Often a combination of methods can lead to greater purity but this is also accompanied by increased 
DNA loss. Hence the purification protocol(s) should be selected according to the requirements of the 
concentration and purity of the DNA that is to be cloned. Prior to cloning DNA can be sheared using 
physical shearing or partial restriction digestion, size-selected by electrophoresis [15] and then 
electroeluted [16]. Cosmid and fosmid vectors have been used for cloning DNA from environmental 
samples with an insert size between 30 and 50 kb [14]. Fosmids are based on the bacterial F-factor and 
are stably maintained in the host due to their low copy number (1-2 copies per cell), which is tightly 
regulated in a host such as E. coli. Fosmid vectors have a higher cloning efficiency as compared to 
bacterial artificial chromosome (BAC) vectors. A limitation of fosmid vectors is the limited insert size. 

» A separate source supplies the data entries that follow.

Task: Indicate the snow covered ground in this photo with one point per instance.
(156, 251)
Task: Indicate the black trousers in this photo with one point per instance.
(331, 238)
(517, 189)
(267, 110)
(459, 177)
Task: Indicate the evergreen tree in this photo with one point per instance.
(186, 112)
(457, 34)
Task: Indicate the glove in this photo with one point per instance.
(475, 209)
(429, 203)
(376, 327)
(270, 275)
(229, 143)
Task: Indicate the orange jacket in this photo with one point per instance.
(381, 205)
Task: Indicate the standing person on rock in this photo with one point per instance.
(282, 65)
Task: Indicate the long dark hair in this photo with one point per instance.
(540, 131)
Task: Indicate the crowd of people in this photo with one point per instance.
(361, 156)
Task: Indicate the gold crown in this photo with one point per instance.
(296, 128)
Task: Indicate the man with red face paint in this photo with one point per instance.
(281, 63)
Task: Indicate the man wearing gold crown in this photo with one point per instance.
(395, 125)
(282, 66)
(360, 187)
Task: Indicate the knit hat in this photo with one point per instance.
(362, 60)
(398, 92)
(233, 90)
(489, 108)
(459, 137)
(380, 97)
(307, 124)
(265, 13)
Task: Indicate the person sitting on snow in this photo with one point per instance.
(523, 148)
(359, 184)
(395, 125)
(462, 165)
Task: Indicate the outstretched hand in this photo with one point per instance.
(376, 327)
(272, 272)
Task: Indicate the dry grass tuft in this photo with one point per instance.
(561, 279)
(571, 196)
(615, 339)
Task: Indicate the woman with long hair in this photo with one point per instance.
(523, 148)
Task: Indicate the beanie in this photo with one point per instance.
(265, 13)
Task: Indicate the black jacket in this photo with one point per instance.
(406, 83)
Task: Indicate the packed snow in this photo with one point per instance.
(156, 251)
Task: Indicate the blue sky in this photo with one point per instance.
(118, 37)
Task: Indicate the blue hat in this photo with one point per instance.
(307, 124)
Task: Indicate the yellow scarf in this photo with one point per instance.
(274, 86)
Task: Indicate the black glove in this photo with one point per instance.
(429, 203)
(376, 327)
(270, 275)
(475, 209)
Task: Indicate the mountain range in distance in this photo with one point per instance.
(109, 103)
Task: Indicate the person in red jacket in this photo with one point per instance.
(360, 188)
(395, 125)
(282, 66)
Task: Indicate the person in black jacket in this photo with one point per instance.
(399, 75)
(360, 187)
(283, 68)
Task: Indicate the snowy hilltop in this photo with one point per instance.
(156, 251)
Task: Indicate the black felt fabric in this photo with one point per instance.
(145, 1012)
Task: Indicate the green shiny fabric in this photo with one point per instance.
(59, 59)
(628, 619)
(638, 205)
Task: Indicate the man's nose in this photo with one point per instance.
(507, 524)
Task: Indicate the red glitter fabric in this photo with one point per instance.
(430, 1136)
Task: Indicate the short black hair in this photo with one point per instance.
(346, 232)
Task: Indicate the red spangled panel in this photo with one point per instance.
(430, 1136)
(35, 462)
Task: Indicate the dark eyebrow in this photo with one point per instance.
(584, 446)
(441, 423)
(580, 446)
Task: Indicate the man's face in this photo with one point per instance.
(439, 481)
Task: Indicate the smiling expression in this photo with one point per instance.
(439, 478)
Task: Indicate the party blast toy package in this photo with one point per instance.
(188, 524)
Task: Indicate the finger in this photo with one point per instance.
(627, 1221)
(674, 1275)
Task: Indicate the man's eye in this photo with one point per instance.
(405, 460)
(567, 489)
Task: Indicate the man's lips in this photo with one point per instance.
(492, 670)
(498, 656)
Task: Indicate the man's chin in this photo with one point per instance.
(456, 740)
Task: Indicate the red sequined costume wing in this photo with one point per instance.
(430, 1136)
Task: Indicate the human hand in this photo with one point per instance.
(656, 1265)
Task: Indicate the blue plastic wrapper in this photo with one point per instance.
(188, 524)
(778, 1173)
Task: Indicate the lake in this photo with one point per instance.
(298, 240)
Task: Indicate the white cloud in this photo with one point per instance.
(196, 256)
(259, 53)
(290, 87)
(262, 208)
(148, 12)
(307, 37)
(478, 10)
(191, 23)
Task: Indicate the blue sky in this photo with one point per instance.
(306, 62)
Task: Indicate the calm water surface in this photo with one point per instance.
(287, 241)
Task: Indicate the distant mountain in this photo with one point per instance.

Larger inserts can be cloned by using a BAC vector, which can easily maintain fragments greater than 
100 kb [17]. BAC vectors can be induced to a high copy number for increased expression and DNA 
yield from metagenomic clones, and can also be stably maintained at single copy [18]. In investigating 
specific interactions within the biofilm such as syntrophy, competition or the transfer of antibiotic 
resistance elements cloning would be preferable to the sequence only approach especially when 
looking for novel mechanisms. E. coli is one of the commonly used heterologous hosts in construction 
of metagenomic libraries since it has a high cloning efficiency and is easy to culture and work with 
in vitro [19-22]. Other heterologous hosts such as Streptomyces species have been used for 
heterologous expression of cloned metagenomic DNA in multiple studies [23,24]. The use of Archaea, 
specifically extreme halophiles as a host for expression of cloned DNA has been done in previous 
studies. The percent G + C content of the cloned genes, predominant partners (Gram positive or Gram 
negative) in the biofilm samples are some factors that can be considered in selecting a suitable host. 
Vectors systems used in the process should also be compatible with the selected host organism. 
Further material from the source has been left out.